TO A THREAD-WAISTED SPHECID WASP IN ENOLA, PA

I’ve been left alone on my third wedding anniversary

until you return to my stoop with your payload,

a radiant caterpillar gripped in your mouth, clinging

all along your belly. At first I thought it might be

attacking you. You dove loud and low, almost hopped,

as if trying to shake it off. Those million legs

kept flipping you. Yesterday I watched you push against

each other on the steps until tumbling into a spider’s web.

While you thrashed and freed yourself, the caterpillar fell

limp, maybe knowing to save energy for some fragile version

 

of the afterlife. And today when you hum in from the river,

I can see right away the caterpillar is finally dead, although

you are still wrapped in full-body embrace. I forgive this

deception: this morning I allowed a fly to crawl the length

of my leg because I wanted to be touched, and a perfect

stillness sometimes feels like something’s coming.

 

The two of you make a remarkable creature, your glossy body

and violently blue belt, that corpse a flush berth beneath.

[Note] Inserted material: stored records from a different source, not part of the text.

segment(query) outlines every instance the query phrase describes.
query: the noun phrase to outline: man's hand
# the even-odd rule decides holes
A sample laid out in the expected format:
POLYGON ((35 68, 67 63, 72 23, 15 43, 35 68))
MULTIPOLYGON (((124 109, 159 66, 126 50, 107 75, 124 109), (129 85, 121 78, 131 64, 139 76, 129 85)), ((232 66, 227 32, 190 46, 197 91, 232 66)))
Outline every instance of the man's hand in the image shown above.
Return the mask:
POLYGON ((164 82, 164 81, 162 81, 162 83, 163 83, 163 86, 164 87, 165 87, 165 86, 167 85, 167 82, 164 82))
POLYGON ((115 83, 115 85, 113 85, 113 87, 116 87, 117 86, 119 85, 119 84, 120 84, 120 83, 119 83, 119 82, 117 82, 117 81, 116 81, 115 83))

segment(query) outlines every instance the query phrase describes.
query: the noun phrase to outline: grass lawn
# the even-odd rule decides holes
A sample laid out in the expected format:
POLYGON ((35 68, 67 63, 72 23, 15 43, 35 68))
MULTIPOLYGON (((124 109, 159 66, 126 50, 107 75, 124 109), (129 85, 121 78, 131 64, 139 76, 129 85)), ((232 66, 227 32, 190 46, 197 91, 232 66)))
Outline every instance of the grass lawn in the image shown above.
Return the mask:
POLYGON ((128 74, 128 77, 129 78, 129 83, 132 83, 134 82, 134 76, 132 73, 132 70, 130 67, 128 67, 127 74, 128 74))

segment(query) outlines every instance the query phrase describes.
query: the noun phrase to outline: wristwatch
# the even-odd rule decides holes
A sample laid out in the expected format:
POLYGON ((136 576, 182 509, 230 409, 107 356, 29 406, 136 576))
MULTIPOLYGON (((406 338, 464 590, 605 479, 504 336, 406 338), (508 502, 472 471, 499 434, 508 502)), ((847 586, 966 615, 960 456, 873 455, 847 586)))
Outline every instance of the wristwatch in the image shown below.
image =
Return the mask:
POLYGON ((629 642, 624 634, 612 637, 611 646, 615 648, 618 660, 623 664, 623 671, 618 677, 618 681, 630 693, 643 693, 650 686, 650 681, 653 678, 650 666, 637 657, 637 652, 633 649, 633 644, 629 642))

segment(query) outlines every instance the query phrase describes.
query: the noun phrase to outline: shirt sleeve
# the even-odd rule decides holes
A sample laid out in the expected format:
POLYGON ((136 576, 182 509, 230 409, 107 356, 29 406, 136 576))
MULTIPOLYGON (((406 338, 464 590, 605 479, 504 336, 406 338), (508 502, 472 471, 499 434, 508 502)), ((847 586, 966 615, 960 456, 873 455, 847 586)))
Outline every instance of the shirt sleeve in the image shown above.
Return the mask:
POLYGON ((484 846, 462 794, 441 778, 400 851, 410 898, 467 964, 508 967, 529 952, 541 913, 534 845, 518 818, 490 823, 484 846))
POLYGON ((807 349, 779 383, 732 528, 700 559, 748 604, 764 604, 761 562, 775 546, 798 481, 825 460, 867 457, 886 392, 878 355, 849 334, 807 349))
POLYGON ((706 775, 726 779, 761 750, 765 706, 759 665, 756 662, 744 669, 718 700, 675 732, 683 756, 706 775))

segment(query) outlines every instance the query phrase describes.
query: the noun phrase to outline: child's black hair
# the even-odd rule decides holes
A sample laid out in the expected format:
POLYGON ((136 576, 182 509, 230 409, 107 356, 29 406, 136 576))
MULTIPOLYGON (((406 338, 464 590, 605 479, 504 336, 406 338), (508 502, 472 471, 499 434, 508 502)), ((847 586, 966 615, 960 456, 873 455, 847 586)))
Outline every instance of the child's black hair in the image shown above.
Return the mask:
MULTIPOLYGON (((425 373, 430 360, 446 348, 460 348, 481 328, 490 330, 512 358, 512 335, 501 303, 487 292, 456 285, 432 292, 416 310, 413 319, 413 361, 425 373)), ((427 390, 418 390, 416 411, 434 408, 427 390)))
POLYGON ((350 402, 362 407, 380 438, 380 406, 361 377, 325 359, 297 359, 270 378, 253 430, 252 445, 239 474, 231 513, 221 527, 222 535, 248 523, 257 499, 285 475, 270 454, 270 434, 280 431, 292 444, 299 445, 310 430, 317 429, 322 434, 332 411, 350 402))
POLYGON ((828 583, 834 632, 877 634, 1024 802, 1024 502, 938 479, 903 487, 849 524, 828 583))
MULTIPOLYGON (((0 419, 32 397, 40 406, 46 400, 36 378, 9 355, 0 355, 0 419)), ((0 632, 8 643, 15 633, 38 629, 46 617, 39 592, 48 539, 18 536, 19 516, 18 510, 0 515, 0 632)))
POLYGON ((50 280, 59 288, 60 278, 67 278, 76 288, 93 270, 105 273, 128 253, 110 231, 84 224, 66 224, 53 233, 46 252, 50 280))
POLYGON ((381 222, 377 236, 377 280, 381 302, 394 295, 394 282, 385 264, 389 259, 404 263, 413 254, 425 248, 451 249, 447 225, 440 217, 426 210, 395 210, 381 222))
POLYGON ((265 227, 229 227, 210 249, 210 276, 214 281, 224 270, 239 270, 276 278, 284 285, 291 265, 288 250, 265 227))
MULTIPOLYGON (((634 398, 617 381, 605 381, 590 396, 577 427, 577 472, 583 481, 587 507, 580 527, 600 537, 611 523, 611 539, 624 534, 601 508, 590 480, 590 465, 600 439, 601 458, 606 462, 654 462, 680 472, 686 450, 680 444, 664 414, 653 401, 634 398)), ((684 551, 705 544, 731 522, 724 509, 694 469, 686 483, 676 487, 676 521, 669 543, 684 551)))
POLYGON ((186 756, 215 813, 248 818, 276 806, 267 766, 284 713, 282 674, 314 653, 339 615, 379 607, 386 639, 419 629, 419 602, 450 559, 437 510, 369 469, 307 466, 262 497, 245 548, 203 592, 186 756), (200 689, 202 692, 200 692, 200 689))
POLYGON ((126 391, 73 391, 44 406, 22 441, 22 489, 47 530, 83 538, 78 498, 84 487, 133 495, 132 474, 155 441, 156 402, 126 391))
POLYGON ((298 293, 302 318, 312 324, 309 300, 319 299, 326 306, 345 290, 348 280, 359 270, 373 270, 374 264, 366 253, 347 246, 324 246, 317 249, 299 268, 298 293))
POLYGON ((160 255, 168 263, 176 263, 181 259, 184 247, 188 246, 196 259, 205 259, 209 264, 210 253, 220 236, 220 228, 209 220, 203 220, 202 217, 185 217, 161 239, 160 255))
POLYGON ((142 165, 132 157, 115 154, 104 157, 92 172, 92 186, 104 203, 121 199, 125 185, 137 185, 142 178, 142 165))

In fusion, you have altered each other, and my heart,

a nucleus, splits and splits. Its next punch could be its burst.

 

With four of your legs, you draw the weight you carry close,

a final cradle, and—bomber that you are—you spread

two dangerous wings, lift off for the river. Wasp,

we are not simple vessels. We are blistering atoms seeking

to be cracked, our bodies expanding into a cloud.